At the same time, however, homeowners in Pittsburgh and other areas with cool weather must consider heavy snowfall and winter weather with metal roofs. These are not wholly unique to metal as a roofing material, of course, but they are still important factors nonetheless.
Before You Buy
Depending on how cold your climate can get, you may want to consider your roof color before buying. Paints can affect how much heat a material absorbs, with darker-colored metal panels heating up faster. This can prevent snow from sticking to your roof, as it will cause it to slide off sooner. While this may also mean more heat during the summer, metal is still a cooler alternative to other roofs, such as asphalt shingle roofs.
When you first buy a roof, it’s important that you plan for a cool roof – a ventilated metal roof that allows for maximum air flow. The ventilation keeps your roof cooler during the summer, certainly, but the air-flow also helps prevent snow sticking in the winter, making it a year-round consideration.
Metal and Snow
Metal roofs tend to create an adhesive bond with snow, which may try to pull your panels down. This, however, is mostly a concern for roofing engineers, who have already planned for this and designed their roofing accordingly.
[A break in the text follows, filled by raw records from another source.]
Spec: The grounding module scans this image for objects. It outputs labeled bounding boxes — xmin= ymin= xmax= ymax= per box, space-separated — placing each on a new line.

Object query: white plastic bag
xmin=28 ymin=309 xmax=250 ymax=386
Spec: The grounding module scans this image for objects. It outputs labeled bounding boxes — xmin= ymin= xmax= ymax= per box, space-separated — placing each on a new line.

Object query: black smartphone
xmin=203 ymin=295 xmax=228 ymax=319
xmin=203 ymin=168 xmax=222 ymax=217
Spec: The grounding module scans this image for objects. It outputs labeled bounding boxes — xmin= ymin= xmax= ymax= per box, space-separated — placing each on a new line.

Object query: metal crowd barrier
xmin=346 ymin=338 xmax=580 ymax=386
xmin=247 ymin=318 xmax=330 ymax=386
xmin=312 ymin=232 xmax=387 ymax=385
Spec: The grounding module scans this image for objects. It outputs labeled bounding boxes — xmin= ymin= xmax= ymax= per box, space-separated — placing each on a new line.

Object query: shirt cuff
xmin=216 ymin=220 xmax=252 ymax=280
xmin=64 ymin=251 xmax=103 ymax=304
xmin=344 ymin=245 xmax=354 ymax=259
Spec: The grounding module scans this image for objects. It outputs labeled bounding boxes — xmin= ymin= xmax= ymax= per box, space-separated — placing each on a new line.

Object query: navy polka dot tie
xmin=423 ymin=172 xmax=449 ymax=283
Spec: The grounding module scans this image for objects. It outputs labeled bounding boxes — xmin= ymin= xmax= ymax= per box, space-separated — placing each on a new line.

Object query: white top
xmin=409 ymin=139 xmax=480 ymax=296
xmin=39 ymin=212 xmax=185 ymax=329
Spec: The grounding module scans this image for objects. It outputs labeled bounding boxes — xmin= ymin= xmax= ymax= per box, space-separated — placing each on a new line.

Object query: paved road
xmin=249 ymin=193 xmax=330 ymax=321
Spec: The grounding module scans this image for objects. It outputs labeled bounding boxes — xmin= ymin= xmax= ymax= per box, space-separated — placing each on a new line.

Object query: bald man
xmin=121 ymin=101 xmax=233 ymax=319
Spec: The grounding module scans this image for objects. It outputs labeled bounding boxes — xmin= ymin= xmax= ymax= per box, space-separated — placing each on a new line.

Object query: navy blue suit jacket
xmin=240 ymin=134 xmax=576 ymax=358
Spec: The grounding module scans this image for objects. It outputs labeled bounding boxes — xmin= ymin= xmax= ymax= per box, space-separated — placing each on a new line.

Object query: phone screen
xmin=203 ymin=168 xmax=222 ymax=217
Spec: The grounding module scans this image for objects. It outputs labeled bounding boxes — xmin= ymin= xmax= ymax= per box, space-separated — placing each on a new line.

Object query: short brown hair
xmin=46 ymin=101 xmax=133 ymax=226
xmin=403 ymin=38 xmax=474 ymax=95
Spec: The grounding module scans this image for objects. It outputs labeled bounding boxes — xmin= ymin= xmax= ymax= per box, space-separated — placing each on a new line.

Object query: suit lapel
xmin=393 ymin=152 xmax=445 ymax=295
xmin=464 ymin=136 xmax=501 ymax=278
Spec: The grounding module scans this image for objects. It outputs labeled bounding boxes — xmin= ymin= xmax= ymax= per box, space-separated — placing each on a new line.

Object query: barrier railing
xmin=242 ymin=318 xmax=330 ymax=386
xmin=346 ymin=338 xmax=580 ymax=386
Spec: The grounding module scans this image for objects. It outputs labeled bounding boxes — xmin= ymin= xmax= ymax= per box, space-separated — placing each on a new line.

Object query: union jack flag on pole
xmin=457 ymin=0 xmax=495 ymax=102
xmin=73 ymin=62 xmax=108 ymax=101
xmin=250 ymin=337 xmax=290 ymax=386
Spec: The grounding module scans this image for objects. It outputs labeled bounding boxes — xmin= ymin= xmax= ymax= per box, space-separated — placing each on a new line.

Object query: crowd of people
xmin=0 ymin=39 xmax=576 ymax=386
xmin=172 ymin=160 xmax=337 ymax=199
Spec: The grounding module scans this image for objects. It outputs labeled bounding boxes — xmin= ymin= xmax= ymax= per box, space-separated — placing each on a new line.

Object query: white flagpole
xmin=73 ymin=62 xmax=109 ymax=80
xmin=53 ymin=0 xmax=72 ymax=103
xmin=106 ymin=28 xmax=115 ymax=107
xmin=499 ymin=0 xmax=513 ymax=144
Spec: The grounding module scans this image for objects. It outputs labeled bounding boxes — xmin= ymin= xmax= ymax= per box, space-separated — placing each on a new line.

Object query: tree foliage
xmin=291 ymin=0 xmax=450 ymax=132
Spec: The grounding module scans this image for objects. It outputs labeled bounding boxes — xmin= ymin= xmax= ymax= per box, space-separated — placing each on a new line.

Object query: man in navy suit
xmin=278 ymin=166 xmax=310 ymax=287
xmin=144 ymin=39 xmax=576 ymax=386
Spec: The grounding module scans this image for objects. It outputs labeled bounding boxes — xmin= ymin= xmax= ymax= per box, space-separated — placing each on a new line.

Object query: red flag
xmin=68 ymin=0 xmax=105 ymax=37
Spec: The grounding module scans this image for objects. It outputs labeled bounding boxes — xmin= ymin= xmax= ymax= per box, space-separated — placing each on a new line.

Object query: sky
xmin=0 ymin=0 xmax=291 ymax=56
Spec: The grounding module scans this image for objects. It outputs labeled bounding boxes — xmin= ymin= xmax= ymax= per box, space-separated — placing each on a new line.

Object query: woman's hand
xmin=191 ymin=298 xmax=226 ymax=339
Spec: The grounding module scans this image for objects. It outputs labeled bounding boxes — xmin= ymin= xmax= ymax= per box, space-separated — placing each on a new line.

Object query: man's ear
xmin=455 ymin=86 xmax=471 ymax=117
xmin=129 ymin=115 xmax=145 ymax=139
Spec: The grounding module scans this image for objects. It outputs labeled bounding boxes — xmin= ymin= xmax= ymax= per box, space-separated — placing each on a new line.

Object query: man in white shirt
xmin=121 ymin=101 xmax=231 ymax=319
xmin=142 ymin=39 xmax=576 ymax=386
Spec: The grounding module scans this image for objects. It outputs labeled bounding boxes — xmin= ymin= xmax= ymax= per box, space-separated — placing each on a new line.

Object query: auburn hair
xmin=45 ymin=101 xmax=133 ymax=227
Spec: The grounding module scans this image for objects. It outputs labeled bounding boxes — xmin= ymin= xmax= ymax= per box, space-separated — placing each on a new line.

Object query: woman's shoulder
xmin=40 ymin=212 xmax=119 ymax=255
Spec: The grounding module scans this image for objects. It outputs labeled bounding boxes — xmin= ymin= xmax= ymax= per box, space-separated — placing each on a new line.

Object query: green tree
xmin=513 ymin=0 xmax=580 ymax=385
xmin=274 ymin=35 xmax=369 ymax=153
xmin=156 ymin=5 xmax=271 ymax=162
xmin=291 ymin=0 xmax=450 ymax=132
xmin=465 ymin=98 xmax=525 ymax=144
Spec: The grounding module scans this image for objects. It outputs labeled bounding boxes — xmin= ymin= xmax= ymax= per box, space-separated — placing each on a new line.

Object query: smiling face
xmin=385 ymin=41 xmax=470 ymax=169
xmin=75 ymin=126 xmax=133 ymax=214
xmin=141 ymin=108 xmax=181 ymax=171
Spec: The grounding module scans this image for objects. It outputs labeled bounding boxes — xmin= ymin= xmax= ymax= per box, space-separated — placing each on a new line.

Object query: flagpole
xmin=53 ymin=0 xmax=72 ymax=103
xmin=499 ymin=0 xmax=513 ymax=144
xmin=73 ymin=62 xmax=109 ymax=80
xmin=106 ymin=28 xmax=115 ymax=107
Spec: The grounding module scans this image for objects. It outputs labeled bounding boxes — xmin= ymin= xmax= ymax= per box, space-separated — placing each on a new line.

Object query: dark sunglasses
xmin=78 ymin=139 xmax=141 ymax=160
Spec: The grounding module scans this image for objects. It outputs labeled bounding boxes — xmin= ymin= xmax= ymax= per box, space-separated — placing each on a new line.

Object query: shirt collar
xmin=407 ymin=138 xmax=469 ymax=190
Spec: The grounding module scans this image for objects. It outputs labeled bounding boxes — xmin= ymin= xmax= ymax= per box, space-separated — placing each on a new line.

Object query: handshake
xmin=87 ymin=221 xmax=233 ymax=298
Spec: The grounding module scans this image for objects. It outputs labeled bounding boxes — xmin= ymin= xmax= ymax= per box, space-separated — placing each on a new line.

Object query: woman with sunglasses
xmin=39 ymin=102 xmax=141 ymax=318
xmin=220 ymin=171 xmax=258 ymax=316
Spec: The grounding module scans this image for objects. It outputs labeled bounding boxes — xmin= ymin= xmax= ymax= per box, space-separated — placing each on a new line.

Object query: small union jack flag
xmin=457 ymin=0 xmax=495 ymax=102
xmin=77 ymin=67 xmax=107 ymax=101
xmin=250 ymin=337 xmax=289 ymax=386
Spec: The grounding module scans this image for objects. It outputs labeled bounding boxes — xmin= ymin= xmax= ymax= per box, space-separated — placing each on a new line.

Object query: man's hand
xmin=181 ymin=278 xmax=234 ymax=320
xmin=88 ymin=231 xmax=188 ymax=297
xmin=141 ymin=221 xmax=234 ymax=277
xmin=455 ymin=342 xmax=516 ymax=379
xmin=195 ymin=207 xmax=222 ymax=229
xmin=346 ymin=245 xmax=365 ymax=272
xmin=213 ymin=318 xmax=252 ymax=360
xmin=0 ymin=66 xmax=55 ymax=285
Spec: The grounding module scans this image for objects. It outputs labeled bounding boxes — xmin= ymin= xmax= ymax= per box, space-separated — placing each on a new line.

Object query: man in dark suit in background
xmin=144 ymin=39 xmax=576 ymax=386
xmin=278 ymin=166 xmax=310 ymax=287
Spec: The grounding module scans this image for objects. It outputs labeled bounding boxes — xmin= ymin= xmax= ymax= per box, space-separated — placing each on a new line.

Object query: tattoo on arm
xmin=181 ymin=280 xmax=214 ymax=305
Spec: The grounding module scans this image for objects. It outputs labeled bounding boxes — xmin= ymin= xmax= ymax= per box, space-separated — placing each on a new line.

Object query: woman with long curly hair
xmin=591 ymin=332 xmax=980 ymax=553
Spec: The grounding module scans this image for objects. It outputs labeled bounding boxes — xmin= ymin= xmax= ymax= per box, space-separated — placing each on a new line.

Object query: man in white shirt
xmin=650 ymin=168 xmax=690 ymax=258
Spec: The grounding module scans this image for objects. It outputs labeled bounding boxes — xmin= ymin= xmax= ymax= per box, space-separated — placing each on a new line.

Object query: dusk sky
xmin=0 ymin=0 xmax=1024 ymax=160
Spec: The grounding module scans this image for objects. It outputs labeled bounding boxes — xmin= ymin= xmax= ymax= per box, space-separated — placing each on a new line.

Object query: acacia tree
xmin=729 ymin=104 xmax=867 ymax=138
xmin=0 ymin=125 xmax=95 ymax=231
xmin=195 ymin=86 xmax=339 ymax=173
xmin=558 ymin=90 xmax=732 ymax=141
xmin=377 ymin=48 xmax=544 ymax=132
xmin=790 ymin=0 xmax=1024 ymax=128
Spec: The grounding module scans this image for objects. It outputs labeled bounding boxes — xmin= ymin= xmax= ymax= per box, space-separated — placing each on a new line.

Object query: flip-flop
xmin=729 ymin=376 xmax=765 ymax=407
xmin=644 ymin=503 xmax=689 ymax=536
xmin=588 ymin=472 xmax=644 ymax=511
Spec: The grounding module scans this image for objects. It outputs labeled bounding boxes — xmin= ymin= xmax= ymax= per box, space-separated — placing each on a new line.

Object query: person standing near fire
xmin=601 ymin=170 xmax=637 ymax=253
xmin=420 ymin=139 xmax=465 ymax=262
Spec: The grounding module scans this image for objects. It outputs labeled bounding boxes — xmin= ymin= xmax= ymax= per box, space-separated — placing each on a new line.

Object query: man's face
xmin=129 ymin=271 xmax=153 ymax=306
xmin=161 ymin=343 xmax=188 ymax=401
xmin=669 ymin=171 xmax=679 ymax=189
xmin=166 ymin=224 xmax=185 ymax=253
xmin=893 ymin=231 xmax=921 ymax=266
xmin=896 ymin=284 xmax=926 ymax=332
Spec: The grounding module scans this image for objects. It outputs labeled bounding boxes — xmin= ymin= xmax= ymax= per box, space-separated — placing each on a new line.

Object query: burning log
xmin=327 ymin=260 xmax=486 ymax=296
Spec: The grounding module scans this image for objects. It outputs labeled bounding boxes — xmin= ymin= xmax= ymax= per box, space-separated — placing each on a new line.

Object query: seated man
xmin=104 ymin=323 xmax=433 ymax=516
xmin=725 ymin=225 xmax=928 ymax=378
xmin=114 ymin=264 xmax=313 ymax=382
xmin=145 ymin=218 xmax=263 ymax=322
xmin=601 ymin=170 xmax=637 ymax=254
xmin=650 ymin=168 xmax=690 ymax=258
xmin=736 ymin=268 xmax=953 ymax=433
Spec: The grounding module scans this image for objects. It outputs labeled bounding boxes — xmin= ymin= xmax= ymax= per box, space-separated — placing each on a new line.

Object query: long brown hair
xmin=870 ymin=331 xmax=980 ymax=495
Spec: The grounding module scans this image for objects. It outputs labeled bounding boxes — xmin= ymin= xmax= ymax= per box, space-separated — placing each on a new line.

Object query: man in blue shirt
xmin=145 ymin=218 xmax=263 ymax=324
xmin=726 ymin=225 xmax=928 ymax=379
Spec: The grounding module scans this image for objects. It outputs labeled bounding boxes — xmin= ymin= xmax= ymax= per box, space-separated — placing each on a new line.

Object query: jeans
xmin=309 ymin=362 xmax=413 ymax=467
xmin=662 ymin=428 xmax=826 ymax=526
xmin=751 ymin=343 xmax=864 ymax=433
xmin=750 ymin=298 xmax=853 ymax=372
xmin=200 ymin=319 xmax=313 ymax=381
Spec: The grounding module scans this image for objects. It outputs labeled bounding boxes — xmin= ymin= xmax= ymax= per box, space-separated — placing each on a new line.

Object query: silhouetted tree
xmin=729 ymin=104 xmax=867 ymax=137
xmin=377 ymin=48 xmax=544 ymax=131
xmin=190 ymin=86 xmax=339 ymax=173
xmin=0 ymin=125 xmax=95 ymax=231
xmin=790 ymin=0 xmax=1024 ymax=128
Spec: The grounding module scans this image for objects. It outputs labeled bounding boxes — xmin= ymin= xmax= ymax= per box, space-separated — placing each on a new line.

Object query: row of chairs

Even still, here are a few best practices when it comes to maintaining your metal roof in the winter:
· Avoid shade on your roof – this can lead to ice dams.
· Orient your roof east-west to follow the sun and allow for solar melt.
· Insulate your ceiling.
· Use de-icing cabling.
While hardly difficult or unique problems, they are important to understand to make sure your metal roof works for you.
In addition to melting snow quickly, metal roofing also has a very slippery surface. What this means is that metal will shed snow quickly – sometimes dangerously so. Snow shed on a metal roof has been compared to an avalanche in intensity. This is obviously a safety hazard if you are near the edge of your house, and it can also damage your gutters.
Snow guards are an appropriate investment for any homeowner, regardless of their usual winter weather. Even a single snow can cause major damage, so planning accordingly and taking these considerations will help keep you and your metal roof safe.